(Bloomberg) -- From manga artists to independent taxi drivers, Japanese freelancers and small businesses frustrated with the potential loss of a tax break are among the growing numbers pushing down Prime Minister Fumio Kishida’s approval rating to record lows.
About 4.6 million businesses that were previously exempt from paying sales tax have been impacted by a new invoice system that came into operation last month, according to the Cabinet Secretariat.
Exempt businesses that pocketed the sales tax they charged clients will now have to hand that extra income over to the government if they adopt the system. Those that don’t switch to the new procedure may lose customers or face demands to lower their prices. All those embracing the new invoices will have a lengthier billing process to follow.
The new system comes amid growing dissatisfation over Kishida’s stance on taxation, a factor that has driven down public support despite his unveiling of a ¥17 trillion ($115 billion) economic package.
“The number of people affected who think this is unfair isn’t small, so it’s one reason for his unpopularity, though not the biggest reason,” said Mari Iwashita, chief market economist at Daiwa Securities Co., referring to the invoice system.
The introduction of the new invoice system should help bring in more tax revenue for the government and will clarify whether companies have paid the full 10% sales tax rate or a lower 8% rate applied to certain goods in Japan.
Freelancers and small businesses making less than ¥10 million ($65,900) a year remain exempt from paying the tax if they stay outside the invoice system. But their clients will be less willing to shell out the levy if they can no longer include the payment in their own tax accounts.

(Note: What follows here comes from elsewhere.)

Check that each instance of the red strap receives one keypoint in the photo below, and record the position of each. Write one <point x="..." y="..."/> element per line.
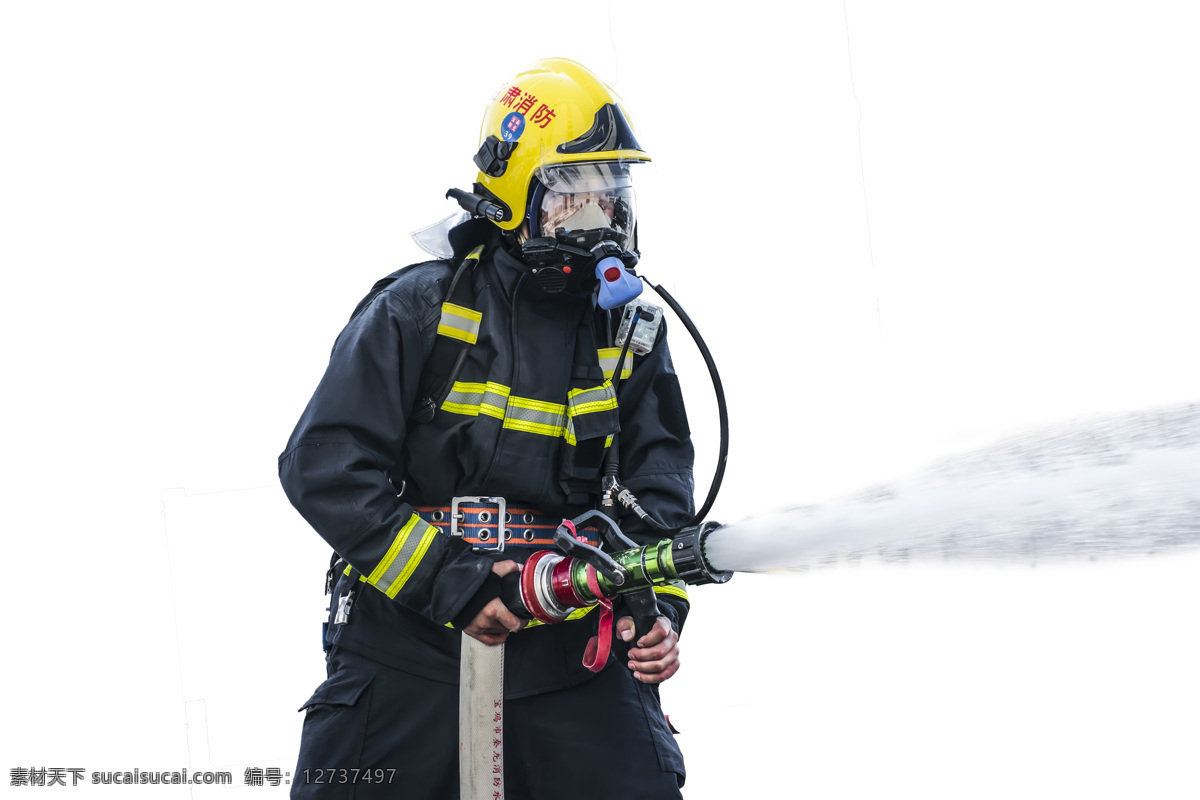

The situation has created a movement of hundreds of thousands of independent contractors and freelancers protesting against the government. Some of the protesters marched with posters in front of Kishida’s residence at the end of September. A campaign called Stop Invoice has garnered over 560,000 signatures on an online petition so far.
Some of them argue that the extra money they get to keep without the invoice system is an important part of the income for low earning freelancers and small businesses.
“The biggest problem for us is that we’ll lose our vital assistants,” said manga artist Leon Yutaka in a speech at the protest in front of Kishida’s building. “They have very low annual incomes to begin with. If they have to pay consumption tax, they are going to start wondering why they’re even doing this job.”
Another source of frustration is the extra administrative work needed. An online poll of around 1,500 companies conducted in October by Teikoku Databank Ltd. said that over 90% of the businesses had concerns about the new setup, with 70% citing the increased workload of the billing process as the top reason.
Kishida’s government has explained that the new set up is necessary to increase transparency, especially for the transaction of goods that have the reduced tax rate. Economists say the system is largely in line with procedures overseas and helps ensure that the sales tax is getting paid by all.
Various support measures have been put into place by the government to ease the burden on businesses, such as transitional tax deductions, and the expansion of IT subsidies for small businesses who use the invoice system.
Still, the invoice system is one of the tax issues weighing on Kishida’s popularity.
Opinion polls over the weekend showed Kishida’s support dropping into the lower half of the 20% range. A government move to return a portion of income tax has drawn unexpected criticism from voters unhappy that it won’t deliver any cash until early next summer.
The surveys showed respondents are also concerned about the impact of the tax rebate on Japan’s finances, with long-term funding still undecided for Kishida’s ramped-up spending on defense and measures to raise the nation’s birthrate.
The new invoice system is estimated to increase tax revenues by about ¥248 billion ($1.6 billion) according to 2019 data from the Ministry of Finance, so it’s unlikely Kishida will consider any U-turn.
“As social security costs increase due to the rapidly aging population, consumption tax is seen as a source of revenue that will be broadly and fairly shared among all generations,” Kishida said in parliament last month. “Thus, we do not plan to lower the sales tax rate, or scrap the new system.”
--With assistance from Isabel Reynolds.